The death penalty—also known as capital punishment—refers to the process of state and federal courts sentencing persons convicted of the most serious criminal offenses (capital offenses or capital crimes) to death. The specific crimes and circumstances for which the death penalty is a potential punishment (usually murder) are defined by state and federal statutes enacted by state legislatures and the United States Congress, respectively.

These death penalty or capital punishment statutes are often located in the penal or criminal code, and often in the same statute that defines a criminal offense such as murder. Twenty-two states and the District of Columbia do not have the death penalty as a potential punishment for any criminal offense.

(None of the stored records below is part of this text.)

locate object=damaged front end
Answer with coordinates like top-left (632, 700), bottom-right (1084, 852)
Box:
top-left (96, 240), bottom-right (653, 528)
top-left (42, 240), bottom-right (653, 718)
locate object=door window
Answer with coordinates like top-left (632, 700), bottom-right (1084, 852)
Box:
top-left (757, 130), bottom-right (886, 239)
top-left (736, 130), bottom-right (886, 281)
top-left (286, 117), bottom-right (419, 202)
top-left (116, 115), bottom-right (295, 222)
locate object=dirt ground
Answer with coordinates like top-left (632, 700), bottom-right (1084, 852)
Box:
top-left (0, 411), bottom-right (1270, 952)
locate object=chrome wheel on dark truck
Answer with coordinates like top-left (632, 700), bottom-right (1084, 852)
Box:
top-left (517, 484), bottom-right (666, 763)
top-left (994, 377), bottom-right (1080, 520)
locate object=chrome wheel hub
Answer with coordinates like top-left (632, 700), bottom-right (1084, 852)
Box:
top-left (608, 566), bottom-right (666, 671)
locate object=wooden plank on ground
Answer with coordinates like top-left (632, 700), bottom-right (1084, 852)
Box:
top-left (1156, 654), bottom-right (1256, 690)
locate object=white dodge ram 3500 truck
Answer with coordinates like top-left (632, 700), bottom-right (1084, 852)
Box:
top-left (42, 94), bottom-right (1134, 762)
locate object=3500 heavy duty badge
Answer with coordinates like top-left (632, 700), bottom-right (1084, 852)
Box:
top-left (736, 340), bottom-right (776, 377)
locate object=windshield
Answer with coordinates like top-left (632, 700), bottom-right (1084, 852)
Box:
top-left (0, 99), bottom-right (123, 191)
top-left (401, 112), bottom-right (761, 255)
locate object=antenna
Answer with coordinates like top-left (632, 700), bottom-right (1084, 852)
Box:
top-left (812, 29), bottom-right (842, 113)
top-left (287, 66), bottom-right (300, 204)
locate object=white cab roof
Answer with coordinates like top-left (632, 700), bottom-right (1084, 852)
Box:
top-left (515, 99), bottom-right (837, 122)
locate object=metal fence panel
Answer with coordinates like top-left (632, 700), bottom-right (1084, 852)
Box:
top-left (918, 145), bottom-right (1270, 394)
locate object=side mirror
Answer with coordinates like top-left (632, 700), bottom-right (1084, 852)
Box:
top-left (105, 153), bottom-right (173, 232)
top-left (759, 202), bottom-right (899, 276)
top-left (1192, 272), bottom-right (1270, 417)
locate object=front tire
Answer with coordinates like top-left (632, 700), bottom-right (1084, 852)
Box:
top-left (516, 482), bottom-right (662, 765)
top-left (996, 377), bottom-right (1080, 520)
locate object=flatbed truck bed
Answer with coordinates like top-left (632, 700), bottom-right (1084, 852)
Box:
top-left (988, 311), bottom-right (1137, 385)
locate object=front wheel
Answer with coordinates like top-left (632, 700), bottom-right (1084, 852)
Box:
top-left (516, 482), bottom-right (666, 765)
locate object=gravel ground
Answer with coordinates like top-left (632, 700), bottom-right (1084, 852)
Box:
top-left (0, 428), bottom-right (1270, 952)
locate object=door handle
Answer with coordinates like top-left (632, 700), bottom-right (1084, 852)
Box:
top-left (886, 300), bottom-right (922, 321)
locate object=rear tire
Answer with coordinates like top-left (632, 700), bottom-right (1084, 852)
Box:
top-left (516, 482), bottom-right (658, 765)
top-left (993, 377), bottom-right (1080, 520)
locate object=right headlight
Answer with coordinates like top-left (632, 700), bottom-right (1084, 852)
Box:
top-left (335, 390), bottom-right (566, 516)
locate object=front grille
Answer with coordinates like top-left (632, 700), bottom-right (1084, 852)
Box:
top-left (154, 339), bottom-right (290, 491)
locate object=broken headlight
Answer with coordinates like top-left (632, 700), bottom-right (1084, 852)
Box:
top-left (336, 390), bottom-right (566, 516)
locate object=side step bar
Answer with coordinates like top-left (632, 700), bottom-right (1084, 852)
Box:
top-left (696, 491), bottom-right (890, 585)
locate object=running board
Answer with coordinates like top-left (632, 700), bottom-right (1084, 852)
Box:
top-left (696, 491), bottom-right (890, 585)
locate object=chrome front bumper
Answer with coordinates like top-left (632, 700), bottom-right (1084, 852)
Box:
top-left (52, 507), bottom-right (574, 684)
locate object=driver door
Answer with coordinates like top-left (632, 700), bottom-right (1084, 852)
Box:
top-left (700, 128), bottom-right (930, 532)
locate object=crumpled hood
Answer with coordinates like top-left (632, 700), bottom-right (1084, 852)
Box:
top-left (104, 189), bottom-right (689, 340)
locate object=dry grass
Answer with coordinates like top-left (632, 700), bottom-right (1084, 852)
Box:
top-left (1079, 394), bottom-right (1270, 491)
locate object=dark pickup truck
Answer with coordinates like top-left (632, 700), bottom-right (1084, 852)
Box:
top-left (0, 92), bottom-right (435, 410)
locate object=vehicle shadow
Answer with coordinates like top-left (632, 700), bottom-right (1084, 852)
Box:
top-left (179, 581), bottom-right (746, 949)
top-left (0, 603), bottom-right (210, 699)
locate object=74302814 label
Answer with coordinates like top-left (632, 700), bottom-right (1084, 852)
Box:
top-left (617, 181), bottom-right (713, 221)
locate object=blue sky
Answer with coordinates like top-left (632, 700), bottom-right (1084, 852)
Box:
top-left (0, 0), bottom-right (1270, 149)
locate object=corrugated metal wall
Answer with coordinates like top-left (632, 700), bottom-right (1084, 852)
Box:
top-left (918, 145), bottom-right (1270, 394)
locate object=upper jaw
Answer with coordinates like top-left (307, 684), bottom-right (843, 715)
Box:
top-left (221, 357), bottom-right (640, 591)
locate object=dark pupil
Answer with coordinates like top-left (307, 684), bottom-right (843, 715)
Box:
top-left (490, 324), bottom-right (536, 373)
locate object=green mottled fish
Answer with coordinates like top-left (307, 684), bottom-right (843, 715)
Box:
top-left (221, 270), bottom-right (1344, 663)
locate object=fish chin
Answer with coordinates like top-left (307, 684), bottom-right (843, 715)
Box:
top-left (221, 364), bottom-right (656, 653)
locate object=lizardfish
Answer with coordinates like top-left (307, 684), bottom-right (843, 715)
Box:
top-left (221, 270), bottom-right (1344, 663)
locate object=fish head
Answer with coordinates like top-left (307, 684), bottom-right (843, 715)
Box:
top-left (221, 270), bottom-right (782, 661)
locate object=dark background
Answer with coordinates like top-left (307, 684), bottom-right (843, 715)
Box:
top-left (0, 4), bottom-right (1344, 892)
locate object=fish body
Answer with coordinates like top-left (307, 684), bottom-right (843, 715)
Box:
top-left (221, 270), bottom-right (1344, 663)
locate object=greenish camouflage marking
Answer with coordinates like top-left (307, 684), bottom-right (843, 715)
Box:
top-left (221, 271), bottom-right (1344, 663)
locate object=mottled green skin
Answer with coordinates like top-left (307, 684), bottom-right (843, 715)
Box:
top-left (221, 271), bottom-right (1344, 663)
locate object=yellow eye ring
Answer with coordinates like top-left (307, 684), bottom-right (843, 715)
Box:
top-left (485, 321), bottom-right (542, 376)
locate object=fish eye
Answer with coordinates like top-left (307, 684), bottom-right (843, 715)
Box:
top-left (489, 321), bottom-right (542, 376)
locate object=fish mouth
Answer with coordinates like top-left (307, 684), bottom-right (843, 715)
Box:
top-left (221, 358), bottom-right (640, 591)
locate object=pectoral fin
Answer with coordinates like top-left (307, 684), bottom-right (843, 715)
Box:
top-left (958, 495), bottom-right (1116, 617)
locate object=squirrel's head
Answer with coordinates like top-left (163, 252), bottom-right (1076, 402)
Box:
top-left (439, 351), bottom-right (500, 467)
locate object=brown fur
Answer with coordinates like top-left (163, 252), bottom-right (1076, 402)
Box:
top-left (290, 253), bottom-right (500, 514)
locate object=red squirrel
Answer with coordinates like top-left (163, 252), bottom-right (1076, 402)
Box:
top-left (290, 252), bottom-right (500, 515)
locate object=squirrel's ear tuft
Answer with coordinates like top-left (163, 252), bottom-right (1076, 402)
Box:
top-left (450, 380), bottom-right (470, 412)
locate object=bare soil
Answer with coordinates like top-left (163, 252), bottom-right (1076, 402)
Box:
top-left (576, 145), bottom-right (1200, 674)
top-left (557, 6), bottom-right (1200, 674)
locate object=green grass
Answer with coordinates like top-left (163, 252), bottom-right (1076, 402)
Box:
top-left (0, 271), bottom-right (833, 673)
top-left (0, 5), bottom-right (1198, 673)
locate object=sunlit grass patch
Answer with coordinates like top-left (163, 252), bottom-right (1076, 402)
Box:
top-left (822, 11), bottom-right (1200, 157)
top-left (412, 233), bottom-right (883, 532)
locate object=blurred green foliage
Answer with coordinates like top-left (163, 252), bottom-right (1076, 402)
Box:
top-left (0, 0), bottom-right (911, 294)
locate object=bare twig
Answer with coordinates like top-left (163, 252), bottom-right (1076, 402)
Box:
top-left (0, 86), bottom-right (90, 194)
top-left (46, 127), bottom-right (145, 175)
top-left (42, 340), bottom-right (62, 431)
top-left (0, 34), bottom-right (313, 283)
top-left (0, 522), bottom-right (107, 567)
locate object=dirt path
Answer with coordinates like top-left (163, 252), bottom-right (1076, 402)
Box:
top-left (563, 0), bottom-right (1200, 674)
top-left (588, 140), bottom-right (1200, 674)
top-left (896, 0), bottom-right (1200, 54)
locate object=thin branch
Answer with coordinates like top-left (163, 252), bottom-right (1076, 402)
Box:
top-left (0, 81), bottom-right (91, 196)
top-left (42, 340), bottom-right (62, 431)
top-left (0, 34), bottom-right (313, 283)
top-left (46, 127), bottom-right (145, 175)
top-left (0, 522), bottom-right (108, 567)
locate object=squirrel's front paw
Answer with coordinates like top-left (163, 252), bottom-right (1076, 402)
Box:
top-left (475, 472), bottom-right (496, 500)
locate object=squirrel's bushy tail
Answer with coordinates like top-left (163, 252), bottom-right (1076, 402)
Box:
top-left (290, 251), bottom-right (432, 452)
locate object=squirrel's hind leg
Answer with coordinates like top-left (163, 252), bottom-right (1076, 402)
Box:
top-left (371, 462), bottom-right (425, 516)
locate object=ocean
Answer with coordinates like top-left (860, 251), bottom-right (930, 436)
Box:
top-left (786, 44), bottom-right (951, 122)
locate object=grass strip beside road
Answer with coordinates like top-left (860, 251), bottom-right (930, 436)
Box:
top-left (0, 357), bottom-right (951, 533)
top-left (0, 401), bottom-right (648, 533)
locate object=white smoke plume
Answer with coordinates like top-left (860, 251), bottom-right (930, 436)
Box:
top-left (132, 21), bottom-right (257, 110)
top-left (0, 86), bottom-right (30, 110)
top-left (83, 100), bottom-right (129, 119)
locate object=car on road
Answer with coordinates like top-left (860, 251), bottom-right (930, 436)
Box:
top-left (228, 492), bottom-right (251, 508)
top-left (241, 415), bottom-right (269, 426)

In Texas, the death penalty is a legal form of punishment for certain capital offenses, primarily for cases involving murder under specific circumstances. The Texas Penal Code outlines the criteria for what constitutes a capital offense, such as murders that are premeditated and involve aggravating factors, including but not limited to the murder of a public safety officer or firefighter, murder during the commission of certain felonies, or murder for hire. Texas has one of the most active death penalty systems in the United States and carries out capital punishment through lethal injection. The state's procedures and laws regarding the death penalty are subject to both state statutes and federal constitutional standards, which require due process and equal protection under the law. Despite the ongoing national debate over the morality and efficacy of the death penalty, it remains a legal sentencing option in Texas for those convicted of the most serious crimes.